Departments of Medical Biochemistry [A. N., K. M., M. Ot., M. On., M. K.], Anatomical Pathology [T. M., M. T.], and Urology [S. N.], Graduate School of Medical Sciences, Kyushu University, Fukuoka 812-8582, Japan; Department of Molecular Biology, University of Occupational and Environmental Health, Kitakyushu 807-8555, Japan [K. K.]; and Department of Urology, Kochi Medical School, Kochi 783-8505, Japan [T. S.]

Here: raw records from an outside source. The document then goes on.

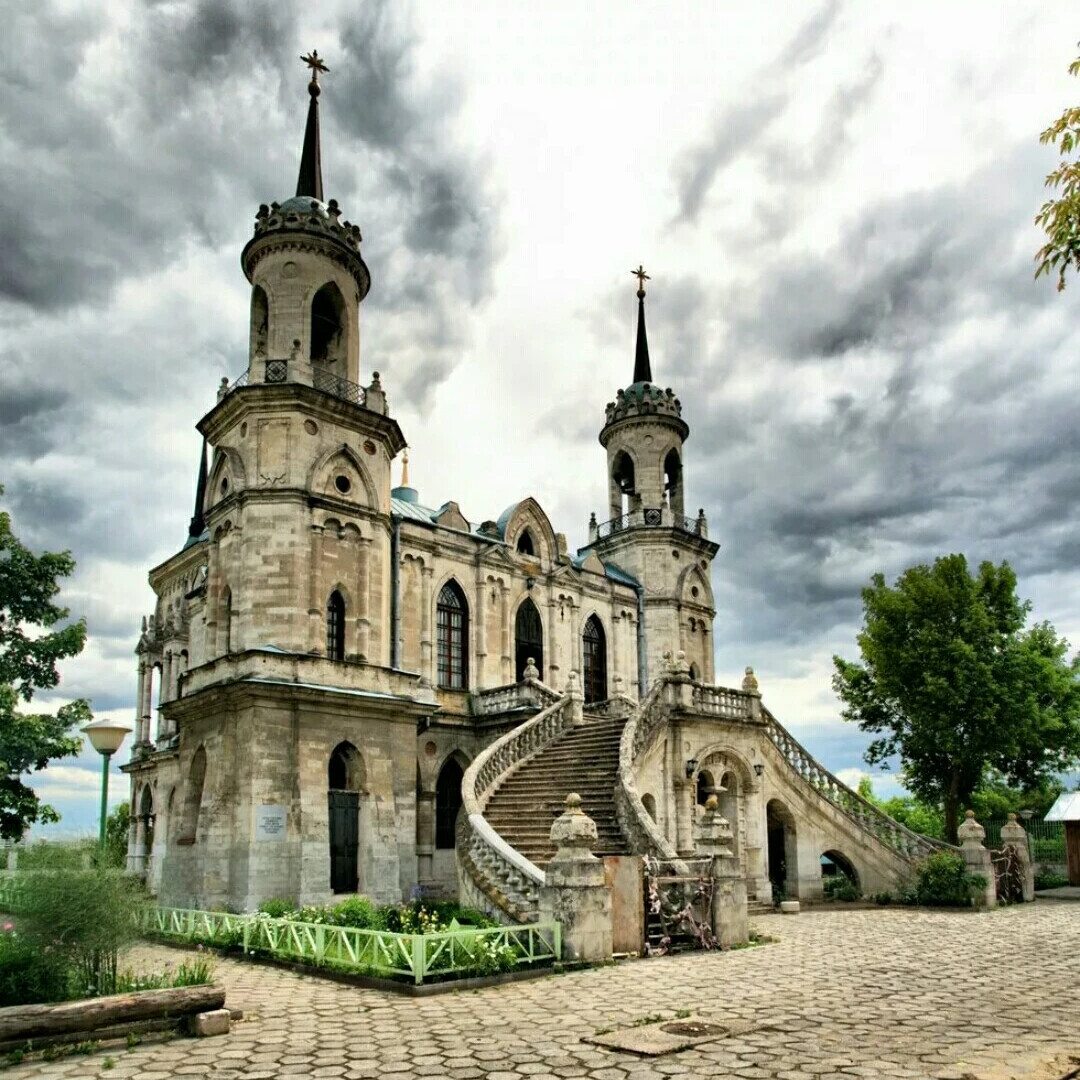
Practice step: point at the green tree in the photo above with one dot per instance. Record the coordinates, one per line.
(1061, 216)
(30, 648)
(954, 685)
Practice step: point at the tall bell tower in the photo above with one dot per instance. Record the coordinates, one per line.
(648, 534)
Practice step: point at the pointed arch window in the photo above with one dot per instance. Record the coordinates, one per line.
(451, 626)
(335, 626)
(594, 656)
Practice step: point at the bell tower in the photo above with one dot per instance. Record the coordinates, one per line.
(648, 534)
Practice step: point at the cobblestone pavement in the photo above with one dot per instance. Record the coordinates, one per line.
(878, 993)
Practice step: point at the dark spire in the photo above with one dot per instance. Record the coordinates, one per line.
(198, 526)
(310, 180)
(643, 369)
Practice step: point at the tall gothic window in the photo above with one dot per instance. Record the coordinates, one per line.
(594, 648)
(451, 625)
(335, 626)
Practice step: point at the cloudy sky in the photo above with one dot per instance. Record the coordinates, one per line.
(835, 202)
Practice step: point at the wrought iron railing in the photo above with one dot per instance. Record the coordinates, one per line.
(901, 839)
(499, 873)
(337, 387)
(368, 952)
(648, 518)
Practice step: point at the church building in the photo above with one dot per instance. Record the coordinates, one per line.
(328, 651)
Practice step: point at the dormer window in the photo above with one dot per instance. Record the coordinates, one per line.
(525, 545)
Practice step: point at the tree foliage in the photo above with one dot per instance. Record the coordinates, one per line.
(954, 685)
(1061, 216)
(34, 638)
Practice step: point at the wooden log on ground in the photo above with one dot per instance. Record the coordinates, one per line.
(35, 1022)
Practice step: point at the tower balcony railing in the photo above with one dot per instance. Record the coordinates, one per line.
(651, 517)
(294, 369)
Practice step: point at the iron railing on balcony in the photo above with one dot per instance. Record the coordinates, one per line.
(648, 518)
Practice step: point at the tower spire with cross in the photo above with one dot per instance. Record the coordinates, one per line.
(643, 369)
(310, 180)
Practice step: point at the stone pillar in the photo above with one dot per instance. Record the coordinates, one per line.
(1013, 836)
(713, 837)
(575, 892)
(977, 859)
(427, 653)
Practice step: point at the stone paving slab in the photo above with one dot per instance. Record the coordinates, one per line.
(883, 993)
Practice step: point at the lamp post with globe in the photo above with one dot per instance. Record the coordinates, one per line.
(106, 738)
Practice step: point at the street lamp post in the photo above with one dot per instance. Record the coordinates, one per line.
(106, 738)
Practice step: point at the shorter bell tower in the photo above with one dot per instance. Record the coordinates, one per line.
(648, 534)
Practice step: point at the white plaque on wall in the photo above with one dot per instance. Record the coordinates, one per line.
(269, 823)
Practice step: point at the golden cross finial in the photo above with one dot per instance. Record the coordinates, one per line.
(314, 62)
(642, 279)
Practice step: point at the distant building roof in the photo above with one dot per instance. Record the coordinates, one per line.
(1066, 808)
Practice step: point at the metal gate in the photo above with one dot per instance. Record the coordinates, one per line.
(678, 902)
(345, 840)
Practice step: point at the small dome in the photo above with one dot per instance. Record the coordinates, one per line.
(304, 204)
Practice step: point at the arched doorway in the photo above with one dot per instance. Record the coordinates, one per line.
(345, 782)
(594, 657)
(528, 639)
(447, 804)
(783, 859)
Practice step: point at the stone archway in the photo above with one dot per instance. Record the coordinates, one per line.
(783, 851)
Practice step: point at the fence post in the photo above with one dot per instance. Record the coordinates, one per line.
(977, 859)
(1013, 836)
(575, 892)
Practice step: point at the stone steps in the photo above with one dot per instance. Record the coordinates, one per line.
(584, 759)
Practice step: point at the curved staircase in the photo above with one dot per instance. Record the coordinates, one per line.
(582, 759)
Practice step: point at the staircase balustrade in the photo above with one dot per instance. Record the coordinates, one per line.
(503, 875)
(869, 818)
(642, 730)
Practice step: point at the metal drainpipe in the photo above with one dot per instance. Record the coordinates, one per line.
(395, 583)
(642, 674)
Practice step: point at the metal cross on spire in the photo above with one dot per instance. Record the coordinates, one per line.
(642, 279)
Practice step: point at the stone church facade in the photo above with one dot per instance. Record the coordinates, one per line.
(327, 652)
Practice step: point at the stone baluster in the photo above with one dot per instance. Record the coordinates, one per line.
(575, 892)
(712, 835)
(977, 859)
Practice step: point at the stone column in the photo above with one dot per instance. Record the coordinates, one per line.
(977, 859)
(713, 837)
(363, 602)
(575, 892)
(427, 653)
(316, 615)
(1014, 837)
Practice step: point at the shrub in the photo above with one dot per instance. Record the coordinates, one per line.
(840, 887)
(943, 881)
(278, 907)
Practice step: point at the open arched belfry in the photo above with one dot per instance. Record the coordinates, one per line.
(332, 660)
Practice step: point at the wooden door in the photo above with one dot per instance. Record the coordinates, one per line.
(345, 840)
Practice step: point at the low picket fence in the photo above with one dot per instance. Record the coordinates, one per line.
(378, 953)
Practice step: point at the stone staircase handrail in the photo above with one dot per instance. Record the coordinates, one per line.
(507, 874)
(639, 733)
(867, 817)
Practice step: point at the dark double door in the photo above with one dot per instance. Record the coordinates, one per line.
(345, 840)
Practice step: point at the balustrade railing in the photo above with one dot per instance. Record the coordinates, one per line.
(721, 701)
(501, 874)
(530, 693)
(642, 730)
(871, 819)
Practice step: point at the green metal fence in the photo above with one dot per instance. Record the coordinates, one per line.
(365, 952)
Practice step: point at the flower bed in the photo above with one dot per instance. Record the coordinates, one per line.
(431, 955)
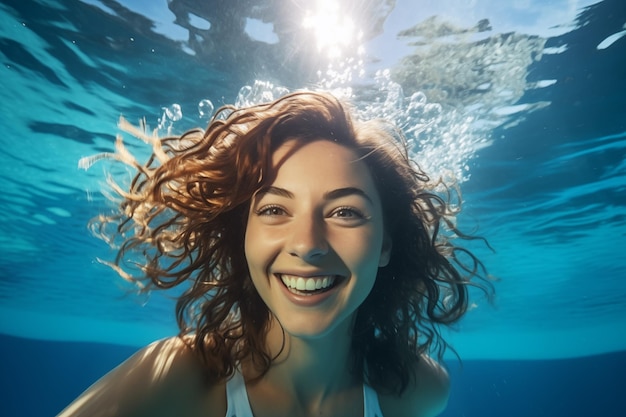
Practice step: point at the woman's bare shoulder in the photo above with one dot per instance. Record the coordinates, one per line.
(427, 397)
(165, 378)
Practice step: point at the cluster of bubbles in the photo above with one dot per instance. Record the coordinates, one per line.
(441, 141)
(259, 92)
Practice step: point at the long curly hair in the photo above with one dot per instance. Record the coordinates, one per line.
(182, 222)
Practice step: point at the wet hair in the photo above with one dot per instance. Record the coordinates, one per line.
(182, 222)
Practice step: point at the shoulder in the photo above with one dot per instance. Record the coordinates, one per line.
(164, 378)
(427, 396)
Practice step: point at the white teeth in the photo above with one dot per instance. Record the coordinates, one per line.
(307, 284)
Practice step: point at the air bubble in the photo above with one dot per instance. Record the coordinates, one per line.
(205, 109)
(170, 115)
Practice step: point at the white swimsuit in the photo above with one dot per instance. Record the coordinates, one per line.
(239, 405)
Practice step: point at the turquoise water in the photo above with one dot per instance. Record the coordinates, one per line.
(523, 102)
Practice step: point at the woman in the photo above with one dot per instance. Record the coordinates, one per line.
(314, 269)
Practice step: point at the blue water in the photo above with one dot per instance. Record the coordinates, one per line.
(528, 112)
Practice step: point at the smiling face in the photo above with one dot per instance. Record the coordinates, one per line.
(315, 238)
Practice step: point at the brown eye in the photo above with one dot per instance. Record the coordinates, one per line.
(270, 211)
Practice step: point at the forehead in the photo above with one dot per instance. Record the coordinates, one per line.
(320, 162)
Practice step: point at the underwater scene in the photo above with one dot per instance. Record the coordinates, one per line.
(520, 103)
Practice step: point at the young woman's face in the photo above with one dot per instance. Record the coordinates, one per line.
(315, 238)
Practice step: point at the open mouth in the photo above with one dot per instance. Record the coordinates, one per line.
(309, 285)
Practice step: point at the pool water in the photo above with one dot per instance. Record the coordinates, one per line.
(522, 102)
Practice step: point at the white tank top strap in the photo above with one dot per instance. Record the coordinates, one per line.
(238, 404)
(371, 406)
(237, 401)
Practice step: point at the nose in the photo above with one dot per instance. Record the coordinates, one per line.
(308, 238)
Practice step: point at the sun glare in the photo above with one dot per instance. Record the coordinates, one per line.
(333, 29)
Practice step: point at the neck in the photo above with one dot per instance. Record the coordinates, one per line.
(311, 369)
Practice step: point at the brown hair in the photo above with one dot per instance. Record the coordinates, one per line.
(185, 214)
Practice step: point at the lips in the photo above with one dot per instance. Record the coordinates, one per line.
(312, 285)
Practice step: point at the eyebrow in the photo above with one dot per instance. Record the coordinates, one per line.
(329, 195)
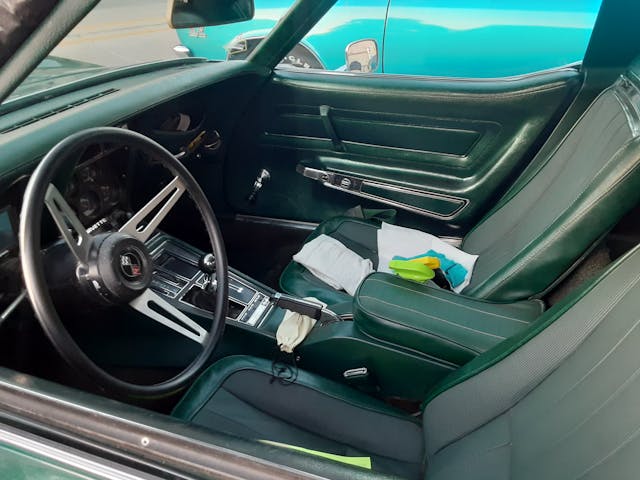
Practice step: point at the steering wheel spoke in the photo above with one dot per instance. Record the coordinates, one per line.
(118, 265)
(161, 204)
(72, 230)
(155, 307)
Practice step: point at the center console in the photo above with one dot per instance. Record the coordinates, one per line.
(177, 277)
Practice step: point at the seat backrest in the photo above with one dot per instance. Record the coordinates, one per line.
(579, 193)
(561, 400)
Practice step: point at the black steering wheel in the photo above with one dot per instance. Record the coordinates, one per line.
(116, 267)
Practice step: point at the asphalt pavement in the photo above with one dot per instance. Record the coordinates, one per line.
(121, 32)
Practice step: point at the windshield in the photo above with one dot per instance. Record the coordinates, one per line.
(121, 33)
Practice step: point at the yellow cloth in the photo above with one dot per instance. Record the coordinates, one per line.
(362, 462)
(431, 262)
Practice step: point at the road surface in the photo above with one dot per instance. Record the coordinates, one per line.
(121, 32)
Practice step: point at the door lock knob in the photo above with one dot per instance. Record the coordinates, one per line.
(261, 179)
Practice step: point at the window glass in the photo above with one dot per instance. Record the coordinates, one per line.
(451, 38)
(120, 33)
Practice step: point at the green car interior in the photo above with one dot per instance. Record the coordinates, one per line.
(148, 219)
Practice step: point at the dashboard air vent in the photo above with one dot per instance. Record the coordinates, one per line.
(55, 111)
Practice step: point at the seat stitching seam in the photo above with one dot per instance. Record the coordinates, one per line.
(382, 317)
(425, 333)
(461, 305)
(520, 264)
(417, 312)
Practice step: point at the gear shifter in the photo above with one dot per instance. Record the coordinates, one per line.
(207, 263)
(203, 298)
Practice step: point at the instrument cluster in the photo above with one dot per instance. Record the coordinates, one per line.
(97, 189)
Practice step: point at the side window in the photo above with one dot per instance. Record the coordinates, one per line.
(445, 38)
(449, 38)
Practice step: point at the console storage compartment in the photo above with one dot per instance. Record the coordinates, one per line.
(436, 322)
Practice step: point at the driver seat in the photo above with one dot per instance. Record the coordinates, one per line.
(559, 400)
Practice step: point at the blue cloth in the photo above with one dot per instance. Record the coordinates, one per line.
(454, 272)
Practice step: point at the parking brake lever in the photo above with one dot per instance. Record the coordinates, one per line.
(298, 305)
(207, 264)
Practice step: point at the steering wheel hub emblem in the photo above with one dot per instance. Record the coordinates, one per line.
(131, 265)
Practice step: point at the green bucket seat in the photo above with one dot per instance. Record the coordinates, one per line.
(559, 400)
(539, 230)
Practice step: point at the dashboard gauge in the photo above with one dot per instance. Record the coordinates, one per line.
(88, 174)
(88, 203)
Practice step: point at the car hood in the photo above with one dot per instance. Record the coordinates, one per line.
(54, 71)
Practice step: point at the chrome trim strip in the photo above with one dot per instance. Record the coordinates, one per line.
(297, 224)
(348, 183)
(68, 457)
(164, 447)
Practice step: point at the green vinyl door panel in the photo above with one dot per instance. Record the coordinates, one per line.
(440, 151)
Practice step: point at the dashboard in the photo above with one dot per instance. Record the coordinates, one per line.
(98, 190)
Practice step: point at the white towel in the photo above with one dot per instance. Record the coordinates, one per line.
(334, 264)
(407, 242)
(294, 328)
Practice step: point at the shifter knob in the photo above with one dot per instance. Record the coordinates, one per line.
(207, 263)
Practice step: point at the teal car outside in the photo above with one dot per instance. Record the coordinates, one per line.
(462, 38)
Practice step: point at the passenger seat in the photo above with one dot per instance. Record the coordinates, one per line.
(538, 232)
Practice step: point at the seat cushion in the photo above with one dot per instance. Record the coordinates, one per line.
(239, 396)
(453, 328)
(356, 234)
(560, 400)
(580, 192)
(554, 214)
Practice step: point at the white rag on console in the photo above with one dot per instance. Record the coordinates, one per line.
(334, 264)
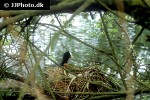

We used suppression subtractive hybridization to identify highly expressed genes in the cancerous region of human renal cell carcinoma (RCC) compared with noncancerous tissue. Nine genes were identified to show increased expression in the cancerous region compared with the noncancerous region. The nine genes included thymosin ß4, secreted protein acidic and rich in cysteine (SPARC), Cap43, ceruloplasmin, serum amyloid A, osteopontin, heat shock protein 90 (HSP90), LOT1, and casein kinase I. Of these 9 genes, in situ hybridization with 10 clinical samples consistently showed a strong expression of Cap43 mRNA in infiltrating macrophages in RCCs, but not in cancer cells proliferating in an alveolar pattern. However, Cap43 mRNA was also apparently detected in epithelial cells of the renal proximal tubuli in noncancerous tissue. The higher expression of the Cap43 gene in the cancerous region of RCCs appears to depend on macrophage infiltration. Moreover, treatment with phorbol ester resulted in enhanced expression of the Cap43 gene in human monocytic cells in vitro. The expression of the Cap43 gene in infiltrating macrophages is discussed in association with the differentiated or activated status of monocyte/macrophage.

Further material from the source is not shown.